The floodwater affecting your home or other property may have been contaminated with sewage, animal waste and other contaminants and often leaves a muddy deposit. However, experience from previous flooding and sewage contamination has shown that any risk to health is small. Booster immunisations or antibiotics are not usually required.

Health risks can be minimised by taking general hygiene precautions and by the use of protective clothing (waterproof boots and gloves) whilst cleaning up.

Always wash your hands with soap and clean water after being in contact with flood water, sewage or items that have been contaminated by these, or participating in flood cleanup activities.
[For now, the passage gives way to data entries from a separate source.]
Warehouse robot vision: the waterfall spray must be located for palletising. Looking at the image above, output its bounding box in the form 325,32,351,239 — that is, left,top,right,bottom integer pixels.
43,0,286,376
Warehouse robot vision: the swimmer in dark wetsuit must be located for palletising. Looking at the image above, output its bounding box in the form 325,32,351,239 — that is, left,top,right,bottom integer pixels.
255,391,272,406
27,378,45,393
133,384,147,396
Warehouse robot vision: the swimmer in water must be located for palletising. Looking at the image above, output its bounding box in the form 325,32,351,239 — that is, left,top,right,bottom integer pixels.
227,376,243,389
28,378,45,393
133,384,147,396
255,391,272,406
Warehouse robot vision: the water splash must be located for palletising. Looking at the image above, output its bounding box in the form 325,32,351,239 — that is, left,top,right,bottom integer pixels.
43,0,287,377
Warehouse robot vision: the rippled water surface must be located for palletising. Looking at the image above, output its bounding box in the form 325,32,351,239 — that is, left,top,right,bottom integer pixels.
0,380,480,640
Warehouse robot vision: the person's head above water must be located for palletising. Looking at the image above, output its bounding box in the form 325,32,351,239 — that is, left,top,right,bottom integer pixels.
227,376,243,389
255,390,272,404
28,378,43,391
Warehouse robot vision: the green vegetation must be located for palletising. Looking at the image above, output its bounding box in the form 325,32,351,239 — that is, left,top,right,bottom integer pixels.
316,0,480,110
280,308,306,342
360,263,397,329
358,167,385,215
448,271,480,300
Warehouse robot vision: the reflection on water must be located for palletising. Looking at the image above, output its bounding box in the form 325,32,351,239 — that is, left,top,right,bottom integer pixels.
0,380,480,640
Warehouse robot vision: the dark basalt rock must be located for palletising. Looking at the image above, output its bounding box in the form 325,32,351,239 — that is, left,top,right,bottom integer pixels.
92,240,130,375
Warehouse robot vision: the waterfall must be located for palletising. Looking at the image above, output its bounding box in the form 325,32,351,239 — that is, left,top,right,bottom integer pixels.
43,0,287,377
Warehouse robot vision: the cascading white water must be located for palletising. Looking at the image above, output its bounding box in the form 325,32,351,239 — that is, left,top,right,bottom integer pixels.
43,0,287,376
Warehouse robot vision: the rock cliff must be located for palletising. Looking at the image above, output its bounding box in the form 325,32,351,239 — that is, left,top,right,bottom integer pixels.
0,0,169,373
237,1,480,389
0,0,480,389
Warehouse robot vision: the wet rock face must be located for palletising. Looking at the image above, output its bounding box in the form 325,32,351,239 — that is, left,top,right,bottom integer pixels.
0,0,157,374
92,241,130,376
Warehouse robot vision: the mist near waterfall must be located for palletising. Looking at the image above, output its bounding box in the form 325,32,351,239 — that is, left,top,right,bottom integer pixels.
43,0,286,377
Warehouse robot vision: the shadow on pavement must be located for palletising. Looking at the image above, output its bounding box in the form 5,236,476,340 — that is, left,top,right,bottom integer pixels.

Don’t allow children to play in floodwater areas until the area is cleaned up or for about a week after flooding.

Wash children’s hands frequently (always before meals). Wash floodwater-contaminated toys with hot water or disinfect before allowing them to be used.

Keep any open cuts or sores clean and prevent them being exposed to flood water. Use waterproof plasters.

If anyone does develop a tummy upset following flooding they should contact their GP practice for advice.

Clearing up

Remove dirty water and silt from the property including the space under the ground floor if you have wooden floors. This space may need pumping out.

Clothing, bedding and other soft/fabric articles including children’s toys etc should be laundered on a hot wash to destroy germs.

Wash down all hard surfaces with hot soapy water until they look clean. Allow to thoroughly dry.

Heating and good ventilation will assist the drying process.

If the floodwater contained oil, diesel etc this should in the main be removed with the floodwater and silt. Any remaining oil, diesel etc contamination in accessible areas can be removed by using a detergent solution and washing the surface down.

Food preparation

Don’t eat any food that has been covered by or come into contact with floodwater.

Ensure all surfaces that food will come into contact with are sound and disinfected.

Food preparation surfaces should be wiped down using hot tap water containing washing-up-liquid, and dishes and other utensils should also be washed in hot tap water containing washing-up-liquid.

Frozen food that has been at ambient temperature for a few hours should be discarded.